The reconciliation event, that took place at Ntendezi Parish in the presence of officials from the National Unity and Reconciliation Commission, government officials and church leaders, was organized under an initiative known as Hear Healing, a faith-based reconciliation and healing programme.
Initiated in 2008, the programme has hitherto helped reconcile 30 perpetrators with survivors.
It was indeed humbling to see survivors and their former tormentors who had sought and received forgiveness happily embrace and share ikigage, a local brew, from the same pot, putting behind them bitterness and disgrace inherited from a genocide visited upon this country by its own leaders.
This story from a small village in southwestern Rwanda embodies this country’s remarkable journey of resilience, ownership, forgiveness, reconstruction of national identity and fostering a sense of common belonging for a little more than 20 years now.
Across the countless rolling hills of this country, such intriguing stories of remorsefulness, forgiveness and reconciliation, often championed by ordinary Rwandans themselves, have increasingly come to shape Rwanda’s post-Genocide recovery and unshaken hopes for a better Rwanda in the future.

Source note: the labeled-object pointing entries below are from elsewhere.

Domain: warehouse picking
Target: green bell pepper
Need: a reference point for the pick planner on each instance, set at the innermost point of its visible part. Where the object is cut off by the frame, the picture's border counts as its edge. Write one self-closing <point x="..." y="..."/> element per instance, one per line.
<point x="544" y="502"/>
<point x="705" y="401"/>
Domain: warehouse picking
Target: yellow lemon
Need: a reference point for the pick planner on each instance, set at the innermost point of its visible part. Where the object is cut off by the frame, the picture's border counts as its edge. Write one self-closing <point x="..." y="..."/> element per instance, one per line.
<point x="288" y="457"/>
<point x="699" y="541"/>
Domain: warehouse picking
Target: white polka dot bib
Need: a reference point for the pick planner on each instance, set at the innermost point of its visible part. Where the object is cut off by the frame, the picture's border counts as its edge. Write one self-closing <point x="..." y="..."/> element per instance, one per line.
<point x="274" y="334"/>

There are so many success stories of Genocide survivors and perpetrators or their families that have not only reconciled but have joined hands in cooperatives to develop themselves through income-generating activities.

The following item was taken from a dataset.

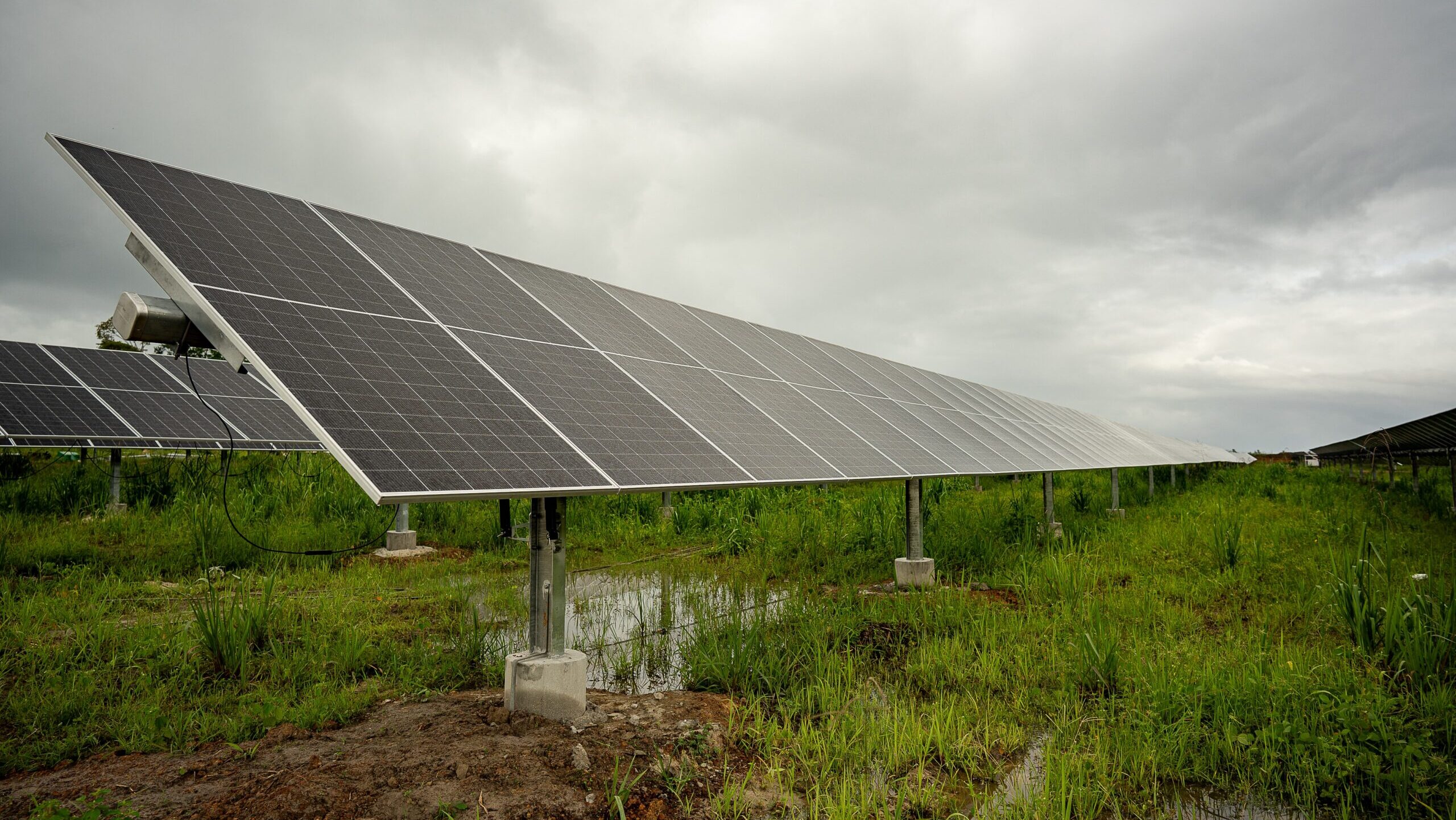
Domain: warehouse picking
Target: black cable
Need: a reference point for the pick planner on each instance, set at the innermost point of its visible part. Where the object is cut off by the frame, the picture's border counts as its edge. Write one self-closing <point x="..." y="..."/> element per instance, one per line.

It is precisely because of these strong foundations for a united, peaceful and inclusive nation that the people of Rwanda can be proud of their achievements over the last two decades of nation-building and draw strengths to stay the course.

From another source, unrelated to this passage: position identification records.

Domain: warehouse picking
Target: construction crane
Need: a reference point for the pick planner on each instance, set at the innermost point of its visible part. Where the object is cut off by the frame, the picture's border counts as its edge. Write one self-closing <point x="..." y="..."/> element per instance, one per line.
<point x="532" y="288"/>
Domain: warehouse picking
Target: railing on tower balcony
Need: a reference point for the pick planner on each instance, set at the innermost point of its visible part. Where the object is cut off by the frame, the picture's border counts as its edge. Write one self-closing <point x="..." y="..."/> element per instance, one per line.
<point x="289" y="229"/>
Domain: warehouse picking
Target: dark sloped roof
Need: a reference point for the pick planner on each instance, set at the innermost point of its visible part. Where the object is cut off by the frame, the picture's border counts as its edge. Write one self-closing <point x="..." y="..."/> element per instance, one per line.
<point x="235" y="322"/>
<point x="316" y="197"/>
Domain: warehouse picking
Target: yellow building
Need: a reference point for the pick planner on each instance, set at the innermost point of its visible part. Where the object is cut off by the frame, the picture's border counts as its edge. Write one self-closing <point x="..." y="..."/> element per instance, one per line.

Nonetheless, there are still a few perpetrators out there who have yet to show remorse with even some still unwilling to reveal the whereabouts of the remains of Genocide victims 22 years later.
We urge such people to liberate themselves by letting go of the ideology that led to the Genocide, actively partake in the national healing process by telling the truth and helping in the recovery of victims’ remains for decent burial, and seek to live harmoniously with survivors and the rest of the community.
We also call on the Genocide survivors who are yet to overcome the terrible loss of their loved ones and the bitterness that came with it to take another step in their courageous journey of healing to forgive their former tormentors who seek forgiveness and reconciliation.
We all have a lot to learn from the reconciliation story in Nyamasheke and other similar stories around the country.
In doing so, we are laying the necessary building blocks for a united, more prosperous Rwanda.